It can easily be seen that, for a chosen \(\alpha _e\), the crossover rate can be set on the basis of the dimensionality as follows:

$$\begin{aligned} Cr = \frac{1}{{\root n{\alpha _e} \of {2}}}. \end{aligned}$$
(3)

By means of formula (3), the expected quantity of information to be inherited from \(\mathbf{x}_e\) to \(\mathbf{x}_t\) is thus controlled.

2.2 Exploitative local search

This operator is a local search algorithm which perturbs a single solution along its \(n\) axes, i.e. separately perturbs each design variable. Other search operators that separately perturb each variable have been extensively proposed in the literature. Some examples that, unlike in the present paper, make use of a randomization are given in Zhou et al. (2008), Ji and Klinowski (2006). The meme here proposed can be seen as a modification of a classical hill-descend algorithm and employs the perturbation logic proposed in Tseng and Chen (2008).

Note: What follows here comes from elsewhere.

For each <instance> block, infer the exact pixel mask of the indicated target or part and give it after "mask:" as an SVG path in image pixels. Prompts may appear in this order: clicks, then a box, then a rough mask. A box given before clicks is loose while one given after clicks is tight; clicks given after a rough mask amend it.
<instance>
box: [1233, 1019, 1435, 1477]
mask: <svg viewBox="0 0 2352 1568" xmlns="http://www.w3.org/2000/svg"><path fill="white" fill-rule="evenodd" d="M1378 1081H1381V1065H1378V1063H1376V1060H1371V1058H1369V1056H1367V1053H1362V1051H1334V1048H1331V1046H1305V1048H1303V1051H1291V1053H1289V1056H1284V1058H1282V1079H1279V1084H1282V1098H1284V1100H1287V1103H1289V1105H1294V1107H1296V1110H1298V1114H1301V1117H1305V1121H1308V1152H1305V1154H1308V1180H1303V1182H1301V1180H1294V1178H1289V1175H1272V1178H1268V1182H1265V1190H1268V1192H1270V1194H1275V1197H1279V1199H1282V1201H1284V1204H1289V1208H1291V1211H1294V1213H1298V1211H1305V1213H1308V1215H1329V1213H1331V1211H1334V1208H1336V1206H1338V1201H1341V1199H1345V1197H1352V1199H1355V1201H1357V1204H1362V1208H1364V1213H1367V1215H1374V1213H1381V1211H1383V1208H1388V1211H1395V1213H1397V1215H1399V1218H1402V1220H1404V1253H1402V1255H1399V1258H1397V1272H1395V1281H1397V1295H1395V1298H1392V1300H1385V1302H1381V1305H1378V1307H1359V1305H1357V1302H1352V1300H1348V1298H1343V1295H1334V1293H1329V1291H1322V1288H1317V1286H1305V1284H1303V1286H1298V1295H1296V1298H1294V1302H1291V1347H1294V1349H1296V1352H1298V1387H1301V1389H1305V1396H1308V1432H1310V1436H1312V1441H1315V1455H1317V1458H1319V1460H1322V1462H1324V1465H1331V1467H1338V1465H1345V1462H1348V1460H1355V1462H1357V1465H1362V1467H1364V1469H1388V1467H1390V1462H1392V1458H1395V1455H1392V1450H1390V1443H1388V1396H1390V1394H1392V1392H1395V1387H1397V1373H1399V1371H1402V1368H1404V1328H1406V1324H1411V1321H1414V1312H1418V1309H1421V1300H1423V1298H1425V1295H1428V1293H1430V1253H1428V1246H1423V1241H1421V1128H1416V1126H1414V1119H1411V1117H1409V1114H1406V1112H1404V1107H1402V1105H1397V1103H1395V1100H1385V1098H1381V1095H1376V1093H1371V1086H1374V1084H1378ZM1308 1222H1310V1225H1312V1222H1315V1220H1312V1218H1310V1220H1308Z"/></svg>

The implementation of this operator requires an additional solution, which will be here referred to as \(\mathbf{x}_s\). The trial solution \(\mathbf{x}_t\) generated by the first operator is perturbed by computing, for each variable \(i\):

$$\begin{aligned} x_s[i]=x_t[i]-\rho [i], \end{aligned}$$
(4)

where \(\varvec{\rho }\) is an \(n\)-dimensional exploratory radius vector. The elements of \(\varvec{\rho }\) are reinitialized to a predetermined initial value whenever the local search is activated. Subsequently, if \(\mathbf{x}_s\) outperforms \(\mathbf{x}_t\), the trial solution \(\mathbf{x}_t\) is updated (the values of \(\mathbf{x}_s\) are copied into it), otherwise a half step in the opposite direction is performed:

$$\begin{aligned} x_s[i]=x_t[i]+\frac{\rho [i]}{2}. \end{aligned}$$
(5)

Again, \(\mathbf{x}_s\) replaces \(\mathbf{x}_t\) if it outperforms it. After all the variables have been perturbed, the elite \(\mathbf{x}_e\) is replaced by \(\mathbf{x}_t\) if it is outperformed by it. If the elite is not updated, i.e. the exploration was unsuccessful, the radius \(\varvec{\rho }\) is halved for all variables. The exploration is then repeated again for all the design variables, until a precision criterion is met. In particular, the operator is stopped when the 2-norm of \(\varvec{\rho }\), normalized per each element by the corresponding search interval, is smaller than a fixed threshold, as follows:

$$\begin{aligned} \sqrt{\sum \limits _{i=1}^n \left( \frac{\rho [i]}{b[i]-a[i]}\right) ^2}<\varepsilon \end{aligned}$$
(6)

where \(\left( b[i]-a[i]\right) \) is the width of the decision space \(\mathbf{D}\) along the \(i\mathrm{th}\) dimension and \(\varepsilon \) is the pre-arranged constant. For the sake of clarity, Fig. 2 displays, in a pseudo-code, the working principles of the exploitative local search.

Fig. 2
figure 2

Pseudo-code of the exploitative local search

As a further remark, RIS applies a toroidal management of the bounds. This means that if, along the dimension \(i\), the design variable \(x[i]\) exceeds the bounds of a value \(\zeta \), it is reinserted from the other end of the interval at a distance \(\zeta \) from the edge, i.e. given an interval \(\left[ a,b\right] \), if \(x[i]=b+\zeta \) it takes the value of \(a+\zeta \).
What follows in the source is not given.